As it has every year for the past seven, this week is never an easy one.
This season has not been one either. The North East dive season is closing
in fast, the sky gets dark by 5 PM, and that erie feeling runs through me.
I find I don't sleep the night as easily as I did years ago. I get colder
more than usual. But contact with important people in my life seems to make
it survivable. A small group of us make contact with each other in the days
that surround this one day, insignificant calls or emails, "hey how are ya'
types, but important nonetheless.

If this note seems familiar you probably saw something similar from me last
year and the year before. It just seems to stick in my mind. More so now
than ever since I lost a my very dear friend Tony Maffatone, not more than
10 weeks ago. 

For those who are new to technical diving, my old company Sub Aqua, went
from a newsletter in 1991 to a popular dive magazine specializing in
technology and exploration. It was the idea of Sub Aqua that we would
provide information that other magazines were afraid to talk about.

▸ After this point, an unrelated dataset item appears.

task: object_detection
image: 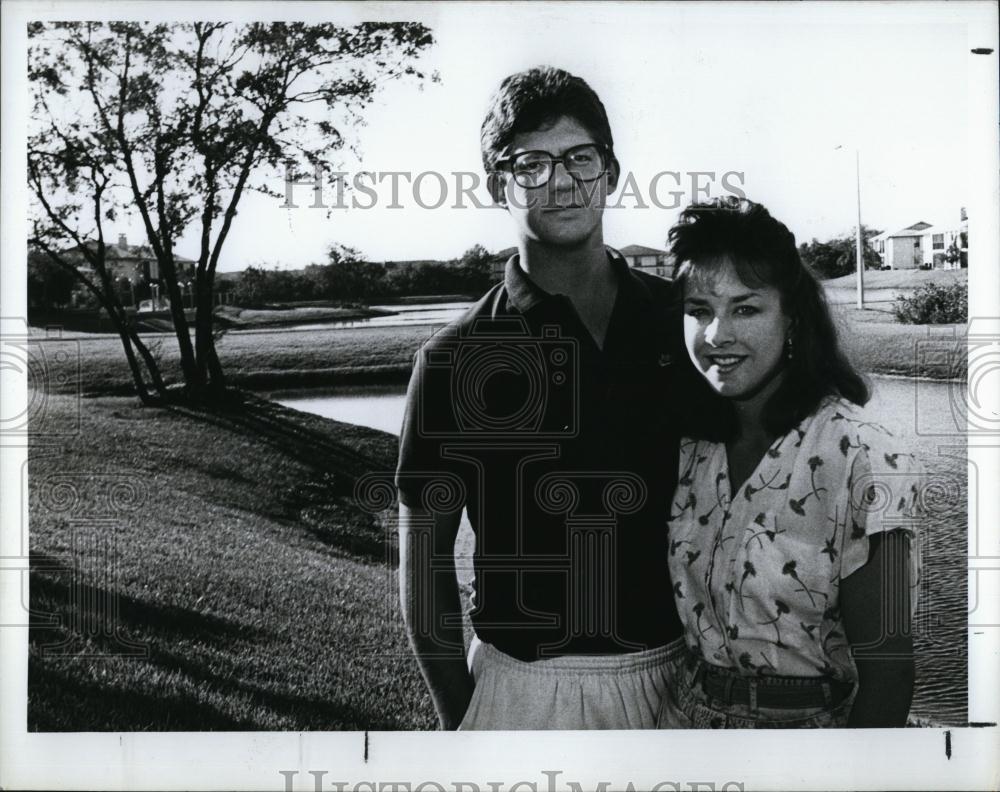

My
competitor and colleague, Michael Menduno was also publishing the acclaimed
aquaCorps Journal during the same time.  We both took publishing risks in
an industry where they avoided the word "risk" at all costs. As Michael and
I battled the prices of paper so we could grow so was the internet growing
at a pace neither of us could keep up with. Whether good or bad the need
for paper magazines in this field dwindled and both Aqua Corp and Sub Aqua
ceased publication in 96 and early 97.

What the Internet and news-groups don't have however is vision, and
direction, goal setting, and that face to face interaction that we
sometimes need to strike home reality. During the early years of technical
diving ('90-'94) there were a lot of changes, growth and interaction among
the  players. There were conferences, and meetings, battles and arguments
about how and who should be doing it, if at all. - The  VBTech meetings,
the DIR Demos, SportDiverHQ  HOTx Workshops, last weeks NAUI Tec
conference, and this weekends SEAS conference in North Carolina, small
conferences and even some of the larger ones that continue today just prove
that the battles and arguments continue, and will continue for many years
to come - it makes for a good
learning forum.

1992 was a banner year. DEMA battled about nitrox, Ed Betts and Tom Mount
"agreed" on a purity standard for mixing oxygen with air and technical
diving was coming of age. Of most significance, however, during that year
were the deaths. Before this date that year more than ten had occurred.
The past few years have equally or exceeded the 92 death tolls as well. The
accidents and fatalities that continue to occur by divers with little
experience in places they have no business being is a constant battle. But
these tragedies occur to the experienced as well. 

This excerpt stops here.